The Locale System Explained
App Store Connect uses a specific locale system that can be confusing at first. Understanding how it works is essential for effective localization.
Each locale is identified by a code like en-US, de-DE, or zh-Hans. These codes follow a pattern: language code, followed by region or script identifier.
Language vs. Region
Some locales are language-only:
- `ja` - Japanese
- `ko` - Korean
- `vi` - Vietnamese
Others specify regions:
- `en-US` - English (United States)
- `en-GB` - English (United Kingdom)
- `en-AU` - English (Australia)
And some use script identifiers:
- `zh-Hans` - Chinese (Simplified)
- `zh-Hant` - Chinese (Traditional)
Why Regional Variants Matter
You might think "English is English"—but that's not true for App Store optimization.
A user in the UK searching for "colour picker" won't find your app if you only have US English with "color picker" in the keywords. Regional spelling, terminology, and even cultural references differ.
The same applies to Spanish (es-ES vs es-MX), Portuguese (pt-PT vs pt-BR), and French (fr-FR vs fr-CA).
The Complete Locale List
App Store Connect supports 40 locales:
European Languages:
- English: en-US, en-GB, en-AU, en-CA
- German: de-DE
- French: fr-FR, fr-CA
- Spanish: es-ES, es-MX
- Italian: it
- Dutch: nl-NL
- Portuguese: pt-PT, pt-BR
- Swedish: sv
- Norwegian: no
- Danish: da
- Finnish: fi
- Polish: pl
- Turkish: tr
- Czech: cs
- Slovak: sk
- Hungarian: hu
- Romanian: ro
- Ukrainian: uk
- Croatian: hr
- Greek: el
- Hebrew: he
- Russian: ru
Asian Languages:
- Japanese: ja
- Korean: ko
- Chinese: zh-Hans, zh-Hant
- Thai: th
- Vietnamese: vi
- Indonesian: id
- Malay: ms
Other:
- Arabic: ar-SA
- Hindi: hi
- Catalan: ca
Character Limits by Field
Every localizable field has character limits:
| Field | Limit |
|---|---|
| App Name | 30 characters |
| Subtitle | 30 characters |
| Keywords | 100 characters |
| Promotional Text | 170 characters |
| Description | 4,000 characters |
| What's New | 4,000 characters |
These limits apply regardless of language. But because character density varies by language, you'll find German descriptions hitting limits while Japanese versions have room to spare.
App-Level vs. Version-Level
This distinction trips up many developers:
App-Level Fields (persist across versions):
- App Name
- Subtitle
- Privacy Policy URL
Version-Level Fields (specific to each release):
- Description
- Keywords
- Promotional Text
- What's New
When you submit a new version, you're editing version-level fields. App-level fields require a separate update.
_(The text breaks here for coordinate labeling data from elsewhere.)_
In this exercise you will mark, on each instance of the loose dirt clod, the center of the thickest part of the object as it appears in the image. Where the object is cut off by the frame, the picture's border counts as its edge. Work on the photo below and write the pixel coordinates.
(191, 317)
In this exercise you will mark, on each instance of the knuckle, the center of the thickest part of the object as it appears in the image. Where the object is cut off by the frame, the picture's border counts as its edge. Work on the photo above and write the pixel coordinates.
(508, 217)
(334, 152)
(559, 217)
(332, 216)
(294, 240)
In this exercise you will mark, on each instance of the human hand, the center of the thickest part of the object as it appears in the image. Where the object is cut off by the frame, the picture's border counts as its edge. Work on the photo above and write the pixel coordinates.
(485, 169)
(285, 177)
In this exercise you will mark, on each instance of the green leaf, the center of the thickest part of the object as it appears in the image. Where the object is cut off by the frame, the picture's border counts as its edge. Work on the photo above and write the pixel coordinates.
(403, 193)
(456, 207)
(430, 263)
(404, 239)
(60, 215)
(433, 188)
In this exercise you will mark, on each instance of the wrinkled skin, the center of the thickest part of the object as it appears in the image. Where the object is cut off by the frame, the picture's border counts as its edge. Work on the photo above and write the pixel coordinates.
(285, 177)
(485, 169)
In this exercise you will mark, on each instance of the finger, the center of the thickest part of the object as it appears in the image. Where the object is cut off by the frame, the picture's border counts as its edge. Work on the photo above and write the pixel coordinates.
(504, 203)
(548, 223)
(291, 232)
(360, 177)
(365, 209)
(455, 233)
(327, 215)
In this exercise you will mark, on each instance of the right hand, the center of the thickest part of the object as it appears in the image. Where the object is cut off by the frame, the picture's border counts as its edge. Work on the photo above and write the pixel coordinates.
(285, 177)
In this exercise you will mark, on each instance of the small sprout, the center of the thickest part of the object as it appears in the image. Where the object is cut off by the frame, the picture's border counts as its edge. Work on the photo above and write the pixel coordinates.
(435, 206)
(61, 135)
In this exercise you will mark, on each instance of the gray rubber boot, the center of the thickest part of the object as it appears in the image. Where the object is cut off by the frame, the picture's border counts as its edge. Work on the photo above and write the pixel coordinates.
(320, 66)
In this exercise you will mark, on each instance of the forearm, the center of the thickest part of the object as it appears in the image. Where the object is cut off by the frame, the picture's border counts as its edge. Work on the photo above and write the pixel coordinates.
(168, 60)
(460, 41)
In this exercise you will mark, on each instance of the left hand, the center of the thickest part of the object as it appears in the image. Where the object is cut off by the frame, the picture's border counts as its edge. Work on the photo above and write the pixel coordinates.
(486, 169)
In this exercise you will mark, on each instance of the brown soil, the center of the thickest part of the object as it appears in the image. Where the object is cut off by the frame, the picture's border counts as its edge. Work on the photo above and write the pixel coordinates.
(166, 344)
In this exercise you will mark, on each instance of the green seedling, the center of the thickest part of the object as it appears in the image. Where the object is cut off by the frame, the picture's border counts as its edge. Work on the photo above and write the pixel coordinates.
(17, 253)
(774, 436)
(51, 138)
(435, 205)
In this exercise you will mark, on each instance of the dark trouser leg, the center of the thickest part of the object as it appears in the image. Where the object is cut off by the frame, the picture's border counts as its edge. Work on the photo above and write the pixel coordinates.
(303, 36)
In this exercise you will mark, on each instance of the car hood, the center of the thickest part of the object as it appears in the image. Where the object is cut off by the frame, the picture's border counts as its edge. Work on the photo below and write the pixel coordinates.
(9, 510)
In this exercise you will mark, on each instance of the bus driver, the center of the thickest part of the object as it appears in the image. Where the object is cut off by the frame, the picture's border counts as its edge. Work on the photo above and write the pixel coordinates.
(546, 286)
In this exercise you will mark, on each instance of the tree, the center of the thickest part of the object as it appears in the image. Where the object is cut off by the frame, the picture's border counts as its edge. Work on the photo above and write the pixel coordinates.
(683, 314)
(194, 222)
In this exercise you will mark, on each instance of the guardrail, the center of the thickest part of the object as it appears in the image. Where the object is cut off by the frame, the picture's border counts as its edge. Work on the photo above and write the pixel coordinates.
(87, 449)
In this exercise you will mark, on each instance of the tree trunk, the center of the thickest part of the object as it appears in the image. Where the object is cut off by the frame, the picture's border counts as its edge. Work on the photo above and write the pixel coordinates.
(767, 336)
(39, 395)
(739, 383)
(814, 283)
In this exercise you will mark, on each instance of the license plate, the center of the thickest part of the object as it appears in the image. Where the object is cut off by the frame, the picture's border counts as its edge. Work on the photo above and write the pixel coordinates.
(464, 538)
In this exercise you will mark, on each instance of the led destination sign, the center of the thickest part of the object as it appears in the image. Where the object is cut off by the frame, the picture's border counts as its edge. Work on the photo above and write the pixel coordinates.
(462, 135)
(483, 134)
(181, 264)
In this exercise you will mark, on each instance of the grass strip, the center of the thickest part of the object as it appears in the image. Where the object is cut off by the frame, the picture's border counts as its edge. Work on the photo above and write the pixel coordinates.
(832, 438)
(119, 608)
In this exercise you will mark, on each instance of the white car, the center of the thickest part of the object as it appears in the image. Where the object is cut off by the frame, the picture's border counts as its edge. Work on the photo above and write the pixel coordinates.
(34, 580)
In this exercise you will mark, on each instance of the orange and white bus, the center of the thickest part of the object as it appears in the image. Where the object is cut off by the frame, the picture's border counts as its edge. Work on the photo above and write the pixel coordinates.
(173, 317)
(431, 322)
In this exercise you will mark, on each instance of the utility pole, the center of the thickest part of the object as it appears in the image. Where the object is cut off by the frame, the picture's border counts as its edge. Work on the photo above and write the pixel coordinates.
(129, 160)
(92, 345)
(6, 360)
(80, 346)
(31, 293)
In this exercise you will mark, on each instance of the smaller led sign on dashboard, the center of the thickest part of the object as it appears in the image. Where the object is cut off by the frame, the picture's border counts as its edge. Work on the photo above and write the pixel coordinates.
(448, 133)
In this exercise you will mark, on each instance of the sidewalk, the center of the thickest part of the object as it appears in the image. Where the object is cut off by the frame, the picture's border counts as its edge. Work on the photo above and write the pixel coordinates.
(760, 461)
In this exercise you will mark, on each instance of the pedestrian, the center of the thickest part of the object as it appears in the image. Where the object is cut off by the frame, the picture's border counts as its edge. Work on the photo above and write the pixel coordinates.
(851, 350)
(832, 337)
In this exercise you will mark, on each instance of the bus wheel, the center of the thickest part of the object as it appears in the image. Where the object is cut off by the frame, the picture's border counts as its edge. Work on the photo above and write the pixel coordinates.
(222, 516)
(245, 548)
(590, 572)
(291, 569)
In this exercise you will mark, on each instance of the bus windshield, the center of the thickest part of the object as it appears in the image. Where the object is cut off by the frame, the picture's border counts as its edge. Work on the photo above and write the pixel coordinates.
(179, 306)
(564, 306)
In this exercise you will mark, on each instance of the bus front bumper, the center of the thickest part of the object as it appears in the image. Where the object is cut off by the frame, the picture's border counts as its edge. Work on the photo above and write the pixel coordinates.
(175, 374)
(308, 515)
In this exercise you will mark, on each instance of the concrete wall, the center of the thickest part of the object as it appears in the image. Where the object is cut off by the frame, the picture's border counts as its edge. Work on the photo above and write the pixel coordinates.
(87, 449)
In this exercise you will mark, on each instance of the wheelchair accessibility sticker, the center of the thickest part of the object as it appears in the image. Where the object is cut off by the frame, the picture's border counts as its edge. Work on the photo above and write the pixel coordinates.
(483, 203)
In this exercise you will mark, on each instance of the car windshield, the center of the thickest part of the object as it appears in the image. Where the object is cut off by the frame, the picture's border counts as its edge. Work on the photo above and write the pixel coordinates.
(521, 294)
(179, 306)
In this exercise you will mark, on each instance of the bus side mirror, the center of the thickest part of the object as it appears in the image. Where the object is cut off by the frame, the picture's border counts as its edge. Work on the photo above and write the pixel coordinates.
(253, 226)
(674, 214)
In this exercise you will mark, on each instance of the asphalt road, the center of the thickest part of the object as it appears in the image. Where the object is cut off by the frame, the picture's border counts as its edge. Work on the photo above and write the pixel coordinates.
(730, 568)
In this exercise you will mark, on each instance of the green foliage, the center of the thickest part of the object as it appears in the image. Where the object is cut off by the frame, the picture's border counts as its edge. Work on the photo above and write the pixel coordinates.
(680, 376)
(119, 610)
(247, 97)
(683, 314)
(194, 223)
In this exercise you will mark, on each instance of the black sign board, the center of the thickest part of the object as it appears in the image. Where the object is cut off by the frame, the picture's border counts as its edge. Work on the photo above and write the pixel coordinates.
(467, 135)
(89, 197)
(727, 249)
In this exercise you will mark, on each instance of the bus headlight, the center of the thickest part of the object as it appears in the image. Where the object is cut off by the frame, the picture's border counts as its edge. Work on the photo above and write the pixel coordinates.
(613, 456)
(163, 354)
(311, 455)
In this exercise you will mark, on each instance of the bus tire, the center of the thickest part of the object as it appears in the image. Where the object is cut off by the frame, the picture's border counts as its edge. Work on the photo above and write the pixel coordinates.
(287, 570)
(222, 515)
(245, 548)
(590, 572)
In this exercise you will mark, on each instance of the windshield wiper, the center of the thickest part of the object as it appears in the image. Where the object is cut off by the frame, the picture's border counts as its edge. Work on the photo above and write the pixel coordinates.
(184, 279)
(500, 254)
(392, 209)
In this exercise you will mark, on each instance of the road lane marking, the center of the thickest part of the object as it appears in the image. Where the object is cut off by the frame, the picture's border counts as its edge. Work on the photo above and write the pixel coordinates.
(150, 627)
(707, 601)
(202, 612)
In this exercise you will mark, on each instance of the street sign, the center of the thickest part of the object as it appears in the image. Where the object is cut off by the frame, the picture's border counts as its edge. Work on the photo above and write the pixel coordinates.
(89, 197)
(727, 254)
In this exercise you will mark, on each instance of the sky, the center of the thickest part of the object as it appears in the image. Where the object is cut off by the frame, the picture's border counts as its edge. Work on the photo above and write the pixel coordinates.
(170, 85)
Primary vs. Secondary Locales
Your primary locale is the default fallback. If a user's device is set to a language you haven't localized, they'll see your primary locale content.
Choose your primary locale strategically. For most developers, this is en-US, but if your main market is elsewhere, adjust accordingly.
Practical Tips
- **Start with your analytics** - Check where your current users are located
- **Consider revenue potential** - Some markets have higher average purchase values
- **Group similar locales** - Update all English variants together, all Spanish variants together
- **Test keyword performance** - Use App Store Connect's search ads to test keyword ideas before committing
Understanding the locale system is the foundation for effective App Store localization. Once you grasp how it works, the actual localization process becomes much clearer.